Yılanın deri değiştirme operasyonu!
“Yağmurdan kaçarken doluya yakalanmak” diye halk arasında bir deyim vardır. Türkiye’nin PKK’dan kurtulmaya çalışırken IŞİD belasına yakalanmasını bundan daha veciz anlatan bir deyim bulunamaz.
Türkiye, ‘PKK’ya silah bıraktırmak’ için çözüm üstüne çözüm projeleri geliştirirken; Türkiye’nin müttefiki olan Batı ülkeleri IŞİD’e karşı PKK’yı silahlandırmaktadır. PKK ise AKP’nin “çözümü”ne inat, eylem üstüne eylem, dayatma üstüne dayatmalarda bulunmaktadır.
Türkiye’deki resmi ve sivil bölücü cenah da durumdan vazife çıkararak “Türkiye, IŞİD’e karşı PKK’yı silahlandırsın!” teklifi getiriyor.
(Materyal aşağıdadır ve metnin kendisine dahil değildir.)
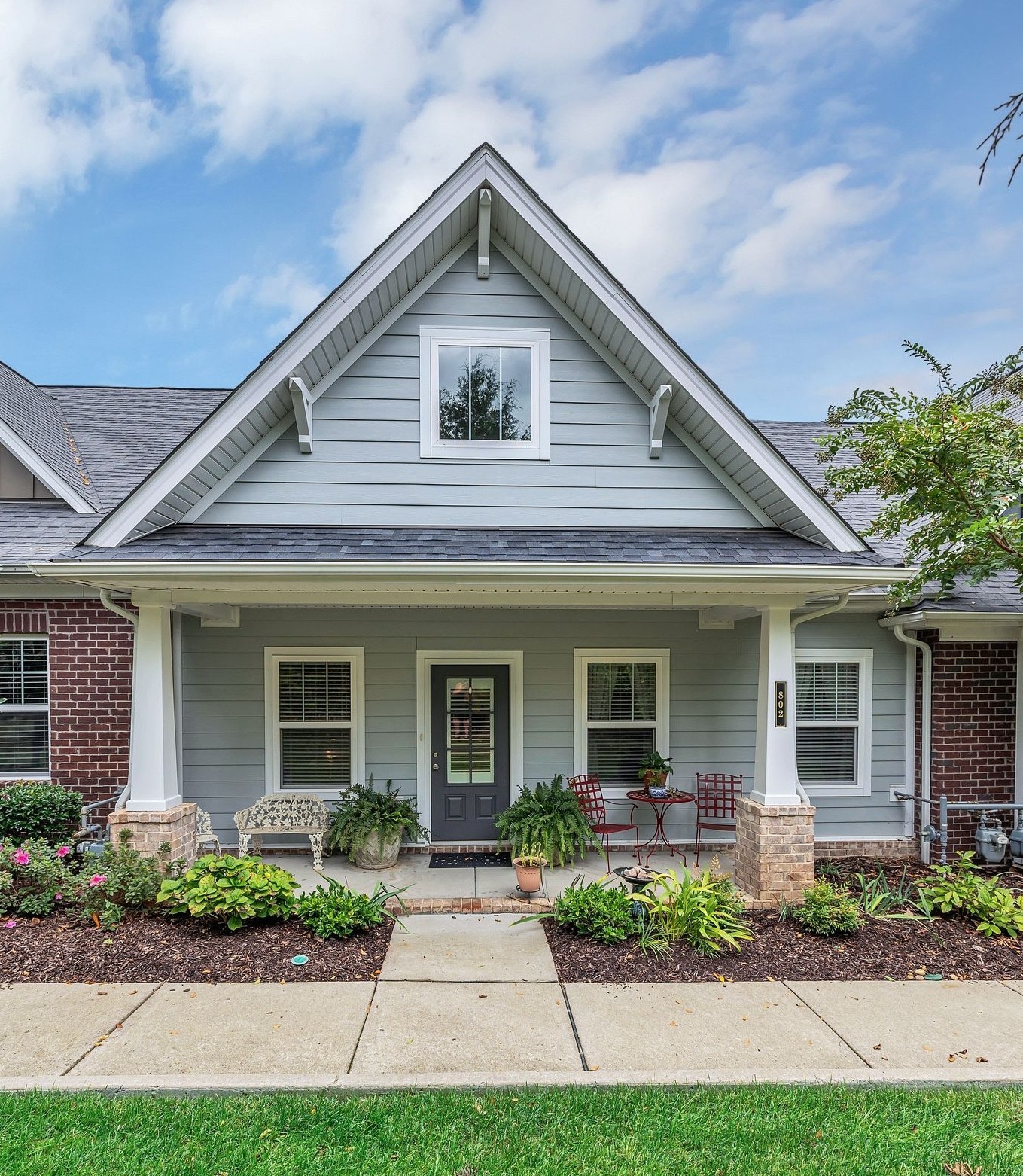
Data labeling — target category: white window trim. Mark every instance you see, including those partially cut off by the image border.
[573,649,671,796]
[791,649,874,796]
[0,632,53,782]
[415,649,525,829]
[263,646,366,800]
[419,326,550,461]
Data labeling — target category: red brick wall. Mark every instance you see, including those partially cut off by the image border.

PKK’nın daha geniş bağlamda ordulaşmasını çözüm olarak önerenler de çıkmıştır. Nihai hedefi ise KCK Yürütme Konseyi üyesi Sabri Ok ifade etmiştir. Ona göre; ‘PKK’nın terör listesinde olması büyük haksızlıktır çünkü PKK, başından beri terörizme karşı mücadele yürüten bir güçtür.’
PKK terör karşıtı bir güçmüş de AKP hariç kimse bunu fark edememiş! HDP Eş Başkanı Yüksekdağ ise ‘PKK bugün Orta Doğu’da vahşete ve barbarlığa karşı insanlık değerlerinin tek savunucusudur... Meşru direniş gücü olan PKK’yı terör listesinden çıkarın. Bu bir halkın talebidir’ diyor.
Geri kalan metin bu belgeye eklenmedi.